SALT LAKE CITY — A battle over water rights has continued between Utah and Nevada for the groundwater in Snake Valley, and several Utah groups are urging Gov. Gary Herbert not to sign the agreement.
The governor's signature would give Nevada rights to mine water in the Snake Valley. Nevada representatives said the water would mostly be used to ensure Las Vegas doesn't have water shortages in the future.
The Nevada board has proposed the idea of mining an aquifer the size of Vermont, located underground near the Utah-Nevada border.
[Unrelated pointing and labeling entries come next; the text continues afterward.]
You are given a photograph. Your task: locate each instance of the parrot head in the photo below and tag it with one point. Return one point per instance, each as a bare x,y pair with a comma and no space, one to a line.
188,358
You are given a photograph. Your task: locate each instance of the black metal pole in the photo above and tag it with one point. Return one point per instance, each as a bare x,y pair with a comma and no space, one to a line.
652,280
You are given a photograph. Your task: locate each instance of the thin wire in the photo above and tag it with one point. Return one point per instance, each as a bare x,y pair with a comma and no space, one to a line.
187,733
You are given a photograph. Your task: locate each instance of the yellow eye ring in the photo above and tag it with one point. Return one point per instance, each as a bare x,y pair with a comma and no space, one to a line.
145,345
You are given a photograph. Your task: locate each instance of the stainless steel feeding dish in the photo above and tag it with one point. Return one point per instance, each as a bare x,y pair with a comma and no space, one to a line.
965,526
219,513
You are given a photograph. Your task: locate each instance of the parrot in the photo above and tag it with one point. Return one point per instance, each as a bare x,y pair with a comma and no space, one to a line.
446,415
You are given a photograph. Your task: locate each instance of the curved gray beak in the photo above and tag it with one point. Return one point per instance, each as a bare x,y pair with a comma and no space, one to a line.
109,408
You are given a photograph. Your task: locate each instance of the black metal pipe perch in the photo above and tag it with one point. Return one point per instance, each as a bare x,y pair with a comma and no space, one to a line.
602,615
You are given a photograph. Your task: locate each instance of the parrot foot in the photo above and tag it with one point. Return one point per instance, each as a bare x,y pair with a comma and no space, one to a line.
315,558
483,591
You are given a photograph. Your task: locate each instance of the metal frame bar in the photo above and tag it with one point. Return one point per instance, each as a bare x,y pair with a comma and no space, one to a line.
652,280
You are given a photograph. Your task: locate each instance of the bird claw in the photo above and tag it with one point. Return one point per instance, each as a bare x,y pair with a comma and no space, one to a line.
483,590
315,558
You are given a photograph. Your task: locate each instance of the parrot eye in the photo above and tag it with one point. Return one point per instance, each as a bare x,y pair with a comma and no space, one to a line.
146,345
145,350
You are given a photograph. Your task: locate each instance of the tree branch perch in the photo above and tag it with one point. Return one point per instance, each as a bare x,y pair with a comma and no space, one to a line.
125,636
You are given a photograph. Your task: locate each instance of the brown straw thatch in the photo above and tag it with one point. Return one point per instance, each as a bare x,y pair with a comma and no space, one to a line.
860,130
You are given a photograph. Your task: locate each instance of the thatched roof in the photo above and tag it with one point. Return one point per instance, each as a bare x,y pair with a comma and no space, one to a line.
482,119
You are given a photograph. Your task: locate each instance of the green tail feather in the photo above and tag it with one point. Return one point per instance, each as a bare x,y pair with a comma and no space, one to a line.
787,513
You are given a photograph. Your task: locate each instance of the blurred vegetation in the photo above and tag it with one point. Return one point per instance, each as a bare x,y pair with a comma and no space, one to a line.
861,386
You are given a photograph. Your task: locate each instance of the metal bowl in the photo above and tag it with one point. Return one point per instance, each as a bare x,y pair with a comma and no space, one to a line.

However, even though Uthans would still have access to the water, the $15 billion project has brought up concerns.
"There are massive impacts caused by signing this agreement, not the least of which is this is a water mining operation," said Zach Frankel, representative from the Utah Rivers Council. "This is not a sustainable water policy."
Water, air quality, agricultural and economic impacts are all reasons cited by 27 separate groups in a letter to Herbert, urging him not to sign the agreement.
"I feel it's stealing our most valuable resource," said Rupert Steele, representative of the Confederate Band of Goshute Indians. Steele is among those opposing the shared water rights.
Herbert said the decision is a tough one, and he has not decided yet if he will sign the agreement.
"I can promise you all that my goal is very clear," Herbert said. "We will not give up one molecule of water to Nevada that is Utah water. We will protect the rights of those who already have water rights on (the) Utah side, and we're concerned about those on the Nevada side, too."
The governor said he expects to decide whether to sign the agreement in a few weeks. He said he fears that the water battle that could devastate people in the west desert.